Hey Chuck, you're answering all of my burning questions today haha.   When I check the Read-Only checkbox on table 2, that field also becomes Read-Only in table one.   I fixed this issue right now by using an onLoad Client Script on table 2 for the fields I want to be Read-Only.



Thanks!


Is table 2 extended from table 1? Have you tried an ACL? Make the field writable by some unattainable condition (like a name field is blank.)


No, in this instance Table 2 is not extended from Table 1.   Is the Client Script solution ok or is that not considered to be best practice?


Client scripts are easily hackable. A server side solution like an ACL or read-only dictionary attribute is more secure. You can go with a client script or UI policy, but keep in mind that the security is never going to be 100% enforceable.

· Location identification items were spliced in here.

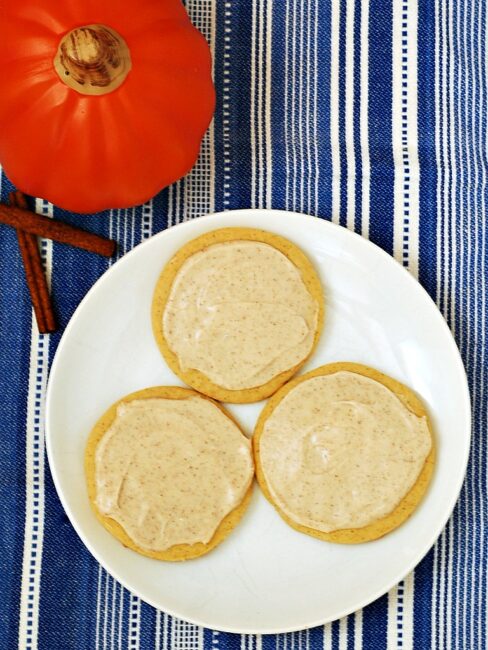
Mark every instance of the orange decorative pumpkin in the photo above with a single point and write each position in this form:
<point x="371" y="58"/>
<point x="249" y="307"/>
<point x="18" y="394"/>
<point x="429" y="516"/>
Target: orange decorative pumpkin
<point x="102" y="103"/>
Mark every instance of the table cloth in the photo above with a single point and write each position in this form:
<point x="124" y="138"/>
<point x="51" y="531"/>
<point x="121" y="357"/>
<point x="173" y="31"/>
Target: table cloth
<point x="371" y="114"/>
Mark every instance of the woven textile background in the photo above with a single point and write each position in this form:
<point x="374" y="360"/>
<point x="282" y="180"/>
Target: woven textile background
<point x="370" y="113"/>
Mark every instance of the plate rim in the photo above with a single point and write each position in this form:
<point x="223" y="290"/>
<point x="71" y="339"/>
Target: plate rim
<point x="466" y="398"/>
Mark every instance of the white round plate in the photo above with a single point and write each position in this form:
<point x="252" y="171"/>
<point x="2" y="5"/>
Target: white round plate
<point x="265" y="577"/>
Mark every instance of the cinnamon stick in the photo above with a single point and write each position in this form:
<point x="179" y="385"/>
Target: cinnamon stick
<point x="34" y="273"/>
<point x="37" y="224"/>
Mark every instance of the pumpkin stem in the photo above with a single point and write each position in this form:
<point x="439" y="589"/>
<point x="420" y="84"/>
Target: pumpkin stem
<point x="94" y="60"/>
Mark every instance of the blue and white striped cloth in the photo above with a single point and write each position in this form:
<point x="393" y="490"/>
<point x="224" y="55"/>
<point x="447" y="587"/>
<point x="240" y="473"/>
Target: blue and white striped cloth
<point x="371" y="113"/>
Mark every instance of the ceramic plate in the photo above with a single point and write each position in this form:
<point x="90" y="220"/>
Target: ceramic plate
<point x="265" y="577"/>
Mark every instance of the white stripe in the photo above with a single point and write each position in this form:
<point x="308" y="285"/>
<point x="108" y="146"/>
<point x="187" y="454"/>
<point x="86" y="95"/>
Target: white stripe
<point x="465" y="333"/>
<point x="358" y="630"/>
<point x="400" y="615"/>
<point x="34" y="477"/>
<point x="308" y="111"/>
<point x="482" y="294"/>
<point x="211" y="129"/>
<point x="259" y="118"/>
<point x="105" y="610"/>
<point x="301" y="111"/>
<point x="157" y="633"/>
<point x="165" y="628"/>
<point x="97" y="620"/>
<point x="391" y="631"/>
<point x="334" y="109"/>
<point x="405" y="153"/>
<point x="134" y="622"/>
<point x="147" y="218"/>
<point x="253" y="116"/>
<point x="315" y="109"/>
<point x="473" y="280"/>
<point x="268" y="114"/>
<point x="286" y="107"/>
<point x="408" y="611"/>
<point x="438" y="161"/>
<point x="343" y="633"/>
<point x="327" y="633"/>
<point x="121" y="611"/>
<point x="349" y="115"/>
<point x="364" y="121"/>
<point x="226" y="104"/>
<point x="169" y="215"/>
<point x="292" y="133"/>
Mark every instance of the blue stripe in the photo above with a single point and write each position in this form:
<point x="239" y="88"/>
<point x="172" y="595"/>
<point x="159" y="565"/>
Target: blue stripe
<point x="380" y="124"/>
<point x="342" y="115"/>
<point x="358" y="42"/>
<point x="15" y="322"/>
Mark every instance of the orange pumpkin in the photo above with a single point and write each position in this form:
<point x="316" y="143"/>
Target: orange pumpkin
<point x="102" y="103"/>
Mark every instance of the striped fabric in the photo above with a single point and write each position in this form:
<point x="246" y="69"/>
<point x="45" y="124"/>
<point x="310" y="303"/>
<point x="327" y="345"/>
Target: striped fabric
<point x="370" y="113"/>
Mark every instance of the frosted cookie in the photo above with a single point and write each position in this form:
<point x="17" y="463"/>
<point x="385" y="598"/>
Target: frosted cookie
<point x="236" y="312"/>
<point x="169" y="472"/>
<point x="344" y="453"/>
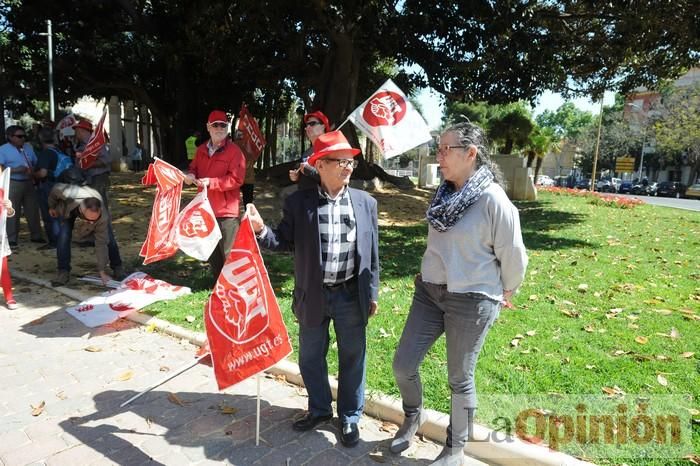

When you tried the read-only checkbox on the table 2 reference field, you said it also made table 1 read-only. That should not be the case unless you are dealing with extended tables. Can you show me what happened?


Hi Chuck,



Something's bugging me. How does making the dictionary attribute work here? From what I understand, those other fields are dot-walked from the reference field. So that would mean they belong to the referenced table right? So if we make them read-only on dictionary, wouldn't that mean modifying the original fields?



So, aren't UI policies the best and only approach(apart from client scripts) in this case? Though not 100% secure?